I was updating my LinkedIn profile today1 and, after finishing my new write-up for EMC Isilon, noticed that I was drastically over their character limit. I’ve pared it down but thought I’d post the whole thing here since I went to all the effort of writing it to begin with!
1 No, I am not looking for a new job. I just got an itch to update the thing.
I’ve worn many hats so far in my short time at EMC Isilon: performance tester, performance team lead, platforms test lead, and DevOps architect.
Right now I’m leading four teams who together are reinventing how we build OneFS within Isilon engineering. We’re moving to a DevOps model leveraging continuous integration for more timely, focused feedback to developers on the state of their code. I’m personally responsible for the overall architecture of this new system and ensuring that the four teams (Infrastructure as a Service, Test as as Service, Build as a Service, and the Orchestration layer) are all integrating together. I’m the single point of contact for the Engineering organization, both out to my peers and up to management, on the state of the project. I’m also a technical consultant for the Infrastructure as a Service team since I have deep knowledge about the OneFS product as well as our internal infrastructure.

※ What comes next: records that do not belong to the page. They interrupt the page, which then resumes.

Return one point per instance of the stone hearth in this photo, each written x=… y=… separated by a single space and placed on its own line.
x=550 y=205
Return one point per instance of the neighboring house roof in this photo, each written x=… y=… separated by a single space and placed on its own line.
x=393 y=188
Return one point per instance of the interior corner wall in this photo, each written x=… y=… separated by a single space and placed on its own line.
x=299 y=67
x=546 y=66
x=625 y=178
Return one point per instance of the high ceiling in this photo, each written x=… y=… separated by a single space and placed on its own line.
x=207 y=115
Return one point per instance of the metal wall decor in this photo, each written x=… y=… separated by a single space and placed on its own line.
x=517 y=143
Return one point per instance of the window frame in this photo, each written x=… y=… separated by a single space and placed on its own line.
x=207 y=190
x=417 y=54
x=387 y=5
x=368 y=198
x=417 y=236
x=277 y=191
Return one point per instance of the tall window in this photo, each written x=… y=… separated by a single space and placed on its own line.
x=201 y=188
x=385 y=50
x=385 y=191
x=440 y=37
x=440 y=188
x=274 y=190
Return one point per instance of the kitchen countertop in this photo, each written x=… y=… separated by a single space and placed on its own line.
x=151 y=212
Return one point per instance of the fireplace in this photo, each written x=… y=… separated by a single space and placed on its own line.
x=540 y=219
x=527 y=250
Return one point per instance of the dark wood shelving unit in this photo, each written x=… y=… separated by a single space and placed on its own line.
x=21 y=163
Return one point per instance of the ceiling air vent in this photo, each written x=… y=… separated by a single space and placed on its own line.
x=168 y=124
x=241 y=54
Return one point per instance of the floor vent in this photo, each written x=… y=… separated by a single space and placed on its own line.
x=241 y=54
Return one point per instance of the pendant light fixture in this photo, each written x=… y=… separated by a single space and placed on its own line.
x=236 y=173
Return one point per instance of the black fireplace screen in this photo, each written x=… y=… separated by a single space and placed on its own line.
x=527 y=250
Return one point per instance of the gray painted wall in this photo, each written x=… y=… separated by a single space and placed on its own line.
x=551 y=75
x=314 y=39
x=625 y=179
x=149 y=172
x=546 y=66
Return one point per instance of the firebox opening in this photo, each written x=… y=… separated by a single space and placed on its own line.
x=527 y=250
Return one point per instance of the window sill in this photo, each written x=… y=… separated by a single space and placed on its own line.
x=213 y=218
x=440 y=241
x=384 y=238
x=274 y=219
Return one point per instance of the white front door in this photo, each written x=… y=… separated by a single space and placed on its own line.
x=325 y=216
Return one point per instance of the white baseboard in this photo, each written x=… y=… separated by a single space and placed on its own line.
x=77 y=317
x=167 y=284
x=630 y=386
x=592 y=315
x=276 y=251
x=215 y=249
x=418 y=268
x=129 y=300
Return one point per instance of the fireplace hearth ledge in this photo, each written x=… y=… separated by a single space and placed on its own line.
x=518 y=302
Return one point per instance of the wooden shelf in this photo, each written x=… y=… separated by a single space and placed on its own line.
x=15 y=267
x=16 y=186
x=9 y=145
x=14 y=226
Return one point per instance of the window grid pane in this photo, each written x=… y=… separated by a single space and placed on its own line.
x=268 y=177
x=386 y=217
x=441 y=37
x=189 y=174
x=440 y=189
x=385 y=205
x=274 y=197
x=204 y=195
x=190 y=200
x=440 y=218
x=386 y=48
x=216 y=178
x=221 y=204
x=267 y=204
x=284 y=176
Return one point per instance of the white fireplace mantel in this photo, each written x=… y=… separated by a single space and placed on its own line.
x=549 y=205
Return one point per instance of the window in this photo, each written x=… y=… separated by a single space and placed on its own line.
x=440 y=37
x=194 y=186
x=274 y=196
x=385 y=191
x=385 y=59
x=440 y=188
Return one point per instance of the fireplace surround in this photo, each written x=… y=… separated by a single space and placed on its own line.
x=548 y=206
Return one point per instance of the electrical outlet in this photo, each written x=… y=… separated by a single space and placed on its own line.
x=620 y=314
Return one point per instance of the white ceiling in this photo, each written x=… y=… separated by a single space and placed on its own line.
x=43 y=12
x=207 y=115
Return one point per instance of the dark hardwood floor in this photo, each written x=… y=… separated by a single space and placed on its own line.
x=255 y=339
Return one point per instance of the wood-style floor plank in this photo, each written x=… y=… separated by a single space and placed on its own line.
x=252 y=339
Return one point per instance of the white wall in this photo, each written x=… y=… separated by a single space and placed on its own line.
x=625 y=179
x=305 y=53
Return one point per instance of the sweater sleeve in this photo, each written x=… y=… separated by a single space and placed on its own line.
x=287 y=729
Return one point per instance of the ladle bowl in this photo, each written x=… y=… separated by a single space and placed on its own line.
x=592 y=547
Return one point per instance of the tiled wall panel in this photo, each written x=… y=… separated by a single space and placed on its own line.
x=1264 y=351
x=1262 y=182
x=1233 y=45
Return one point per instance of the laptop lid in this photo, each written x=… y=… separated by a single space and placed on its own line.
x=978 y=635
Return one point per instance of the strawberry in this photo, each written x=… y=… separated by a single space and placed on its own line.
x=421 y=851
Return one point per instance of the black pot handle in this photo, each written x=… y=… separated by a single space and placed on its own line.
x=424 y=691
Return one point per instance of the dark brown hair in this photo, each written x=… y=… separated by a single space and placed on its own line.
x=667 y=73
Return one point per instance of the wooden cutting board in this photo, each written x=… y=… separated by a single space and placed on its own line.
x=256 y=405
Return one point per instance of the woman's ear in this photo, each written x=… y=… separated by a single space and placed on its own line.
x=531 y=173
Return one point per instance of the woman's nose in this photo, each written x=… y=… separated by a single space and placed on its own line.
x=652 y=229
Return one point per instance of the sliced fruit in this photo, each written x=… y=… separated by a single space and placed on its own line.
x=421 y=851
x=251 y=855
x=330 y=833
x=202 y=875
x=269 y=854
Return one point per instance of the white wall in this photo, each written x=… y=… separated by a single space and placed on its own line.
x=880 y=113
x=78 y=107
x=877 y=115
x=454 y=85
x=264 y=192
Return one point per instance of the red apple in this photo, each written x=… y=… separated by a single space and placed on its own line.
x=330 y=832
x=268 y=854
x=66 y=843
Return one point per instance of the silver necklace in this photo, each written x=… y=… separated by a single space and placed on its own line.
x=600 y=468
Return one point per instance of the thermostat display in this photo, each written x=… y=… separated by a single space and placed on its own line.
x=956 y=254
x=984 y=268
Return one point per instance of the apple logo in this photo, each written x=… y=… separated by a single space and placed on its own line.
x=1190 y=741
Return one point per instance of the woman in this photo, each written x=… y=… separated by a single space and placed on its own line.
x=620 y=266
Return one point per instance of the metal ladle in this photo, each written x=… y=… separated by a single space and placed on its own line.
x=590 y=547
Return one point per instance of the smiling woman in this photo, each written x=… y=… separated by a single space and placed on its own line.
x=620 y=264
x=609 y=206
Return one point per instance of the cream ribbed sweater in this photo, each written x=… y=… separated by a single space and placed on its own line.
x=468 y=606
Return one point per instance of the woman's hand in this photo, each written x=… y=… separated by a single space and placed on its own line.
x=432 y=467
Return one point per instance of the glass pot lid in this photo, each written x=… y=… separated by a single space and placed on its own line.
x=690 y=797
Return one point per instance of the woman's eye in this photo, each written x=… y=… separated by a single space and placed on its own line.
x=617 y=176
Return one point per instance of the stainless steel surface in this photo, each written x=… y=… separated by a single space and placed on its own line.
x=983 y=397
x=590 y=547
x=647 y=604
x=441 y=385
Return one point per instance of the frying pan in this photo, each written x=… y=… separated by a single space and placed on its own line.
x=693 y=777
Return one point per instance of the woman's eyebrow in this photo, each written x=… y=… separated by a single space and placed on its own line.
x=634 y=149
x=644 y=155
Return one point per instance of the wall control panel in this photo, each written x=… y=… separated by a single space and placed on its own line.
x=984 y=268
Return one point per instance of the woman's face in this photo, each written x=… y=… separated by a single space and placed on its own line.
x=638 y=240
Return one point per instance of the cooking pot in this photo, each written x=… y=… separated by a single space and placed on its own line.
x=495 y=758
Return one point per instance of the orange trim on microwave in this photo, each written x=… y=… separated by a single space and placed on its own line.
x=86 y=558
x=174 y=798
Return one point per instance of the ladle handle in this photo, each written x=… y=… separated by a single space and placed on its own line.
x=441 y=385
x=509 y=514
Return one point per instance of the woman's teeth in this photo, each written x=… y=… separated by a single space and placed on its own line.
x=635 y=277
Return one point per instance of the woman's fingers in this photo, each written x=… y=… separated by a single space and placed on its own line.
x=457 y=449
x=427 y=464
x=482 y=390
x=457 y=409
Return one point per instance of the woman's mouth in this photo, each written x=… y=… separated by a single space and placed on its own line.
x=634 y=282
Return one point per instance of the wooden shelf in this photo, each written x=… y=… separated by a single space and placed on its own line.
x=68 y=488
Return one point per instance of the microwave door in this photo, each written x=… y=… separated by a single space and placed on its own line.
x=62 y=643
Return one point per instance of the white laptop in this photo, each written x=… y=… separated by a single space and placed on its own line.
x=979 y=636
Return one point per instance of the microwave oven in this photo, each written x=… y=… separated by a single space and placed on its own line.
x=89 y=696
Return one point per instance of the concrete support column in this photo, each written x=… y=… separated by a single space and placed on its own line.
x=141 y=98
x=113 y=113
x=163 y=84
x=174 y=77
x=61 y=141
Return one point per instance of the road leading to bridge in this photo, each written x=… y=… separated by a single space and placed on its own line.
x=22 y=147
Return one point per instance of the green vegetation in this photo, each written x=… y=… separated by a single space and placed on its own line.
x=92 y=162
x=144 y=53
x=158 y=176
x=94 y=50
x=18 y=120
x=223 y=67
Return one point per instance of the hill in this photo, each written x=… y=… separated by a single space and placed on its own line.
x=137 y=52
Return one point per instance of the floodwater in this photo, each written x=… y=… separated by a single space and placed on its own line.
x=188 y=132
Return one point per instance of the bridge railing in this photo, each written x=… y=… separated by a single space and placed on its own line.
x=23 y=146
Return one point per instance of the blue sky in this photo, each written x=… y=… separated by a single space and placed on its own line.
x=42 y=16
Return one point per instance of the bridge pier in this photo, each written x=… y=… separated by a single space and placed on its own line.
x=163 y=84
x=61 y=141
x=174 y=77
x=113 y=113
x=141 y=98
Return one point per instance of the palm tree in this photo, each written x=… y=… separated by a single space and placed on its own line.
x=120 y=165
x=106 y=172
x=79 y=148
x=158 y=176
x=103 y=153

Prior to being a DevOps architect, I was the test team lead for the platforms team as they undertook upgrading the FreeBSD version that OneFS is based off of. This included creating and driving test plans, working with development on how to enable testability from day one, breaking work into smaller pieces for distribution to other team members, and interviewing potential team candidates. The thing I’m most proud of is creating tooling to enable testing of code from development before it could be plugged into the existing infrastructure. This enabled testing of code from before the first code commit to catch code regressions early.
Before the platforms team I worked with the overall performance team. This included all aspects of Isilon product performance (development, test, benchmarking, and support) across all product functional areas (kernel, networking, filesystem, and protocols). During the implementation of the Endurant Cache, one highly respected developer gave me the title of Performance Test Ninja which I’ve gladly kept to this day (’cause come on — it’s a cool title!). I was a team lead and contributor on the creation of the Performance BVT — an extensible performance test suite for automatic performance evaluation to ensure no performance regressions from build-to-build. Passing the PerfBVT (as it is affectionately known) is part of the merge criteria for feature branches before they merge the main code repo. The PerfBVT has caught several major performance regressions before they were ever merged.
Throughout my time at EMC Isilon I’ve reported to the test organization which gives me free reign to have insane focus on quality. I’ve not lost my technical chops either as I’ve muddled around in the FreeBSD TCP stack when troubleshooting 10GigE performance, slogged through kernel traces, and identified code bottlenecks (before tossing the bug to development to fix).
Outside of my “day job” mentioned above, I also have a passion for recruiting, diversity, and training. I’ve given tech talks at colleges, regularly participate in interviews for positions throughout engineering, give Engineering 101 classes for new hires, I’ve been a mentor of Ada Development Academy interns, represented EMC Isilon at GeekGirlCon and the Out & Equal Career Fair, and was on the formative board of the EMC LGBT West Coast employee resource group.